GenSight Biologics Inc., (EURONEXT: SIGHT), Paris, France, have announced that their experimental GS010 treatment for LHON has completed enrollment in the company’s Phase III clinical trial. The Phase III study termed “RESCUE” is one of two parallel randomized, double-masked, controlled, multi-center pivotal trials designed to evaluate the efficacy of a single intravitreal injection of GS010 (rAAV2/2-ND4) in patientss affected by LHON due to the G11778A mutation in the mitochondrial ND4 gene. The study has enrolled 37 patients with an onset of vision loss of less than 6 months while a second trial (“REVERSE”), completed enrollment in February 2017 of 36 patients with an onset of vision of 7-12 months. Both studies are being conducted in seven centers in Europe and in the United States.
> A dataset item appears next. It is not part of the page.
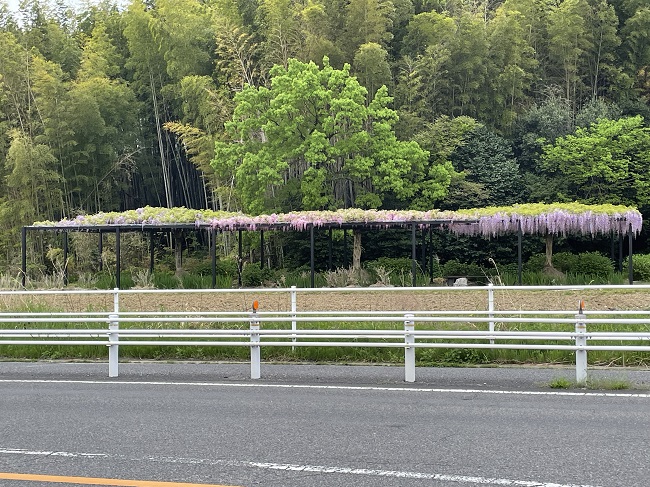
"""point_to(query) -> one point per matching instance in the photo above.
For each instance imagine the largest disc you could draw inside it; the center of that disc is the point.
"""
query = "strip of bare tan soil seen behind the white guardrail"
(370, 299)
LHON has an estimated prevalence of 1 in 40,000 in Europe, and GenSight expects that 1,100 to 1,200 LHON patients will be seeking therapies for this disorder each year. The connection between LHON and mitochondrial DNA (mtDNA) arose following studies that reported a homoplasmic nucleotide transition from guanosine to adenosine at position 11778, resulting in an arginine-to-histidine substitution in ubiquinone oxidoreductase (NADH) subunit 4 (ND4) of the mitochondrial complex I. It is now known that the majority of LHON cases are associated with mutations in one of three mitochondrial genes that encode subunits of the same complex I of the mitochondrial respiratory chain. This complex I enzyme, containing 7 subunits encoded by mtDNA, is closely associated with the inner mitochondrial membrane, while a further 35 subunits, encoded by nuclear DNA, are imported into the organelle to facilitate specific steps of the respiratory pathway. Mitochondrial ND4 can only be translated inside the mitochondria (rather than on cytoplasmic ribosomes) as the TGA codon at amino acid 16 of the gene is read as tryptophan in the mitochondria but as a stop codon by the nuclear genetic code. An estimated 50% of LHON patients harbour the G11778A mutation and, as such, represent a significant patient population addressable with an ND4 gene therapy. The challenge in devising therapeutic strategies to tackle such mitochondrial disorders is to develop reliable delivery systems to transfer DNA into mitochondria by specially adapted techniques.
According to the company, patient data collected at 78 weeks showed that a mean change of visual acuity from baseline in the treated eyes was -0.61 LogMAR (p<0.001), or a mean improvement of +30 ETDRS letters. Control untreated eyes in contrast were reported to have a mean change from baseline of -0.31 LogMAR (p=0.0866), or +15 ETDRS letters. The company has stated that such data indicates a treatment effect of +15 letters (p=0.11) in favor of treated worse-seeing eyes however, no peer-reviewed primary data has been made available to date. Commenting on the completion of Phase III enrolment, Dr. Mark Moster, MD, investigator in the study and neuro-ophthalmologist, Wills Eye Hospital, Philadelphia, Pennsylvania (USA), stated, “We are very excited to be part of the RESCUE and REVERSE trials with GS010. Safety and pharmacodynamics results seen in the Phase I/II study are particularly encouraging, and if confirmed in these Phase III trials, GS010 could be a potentially transformative treatment for LHON, and a fantastic hope for patients and their families.”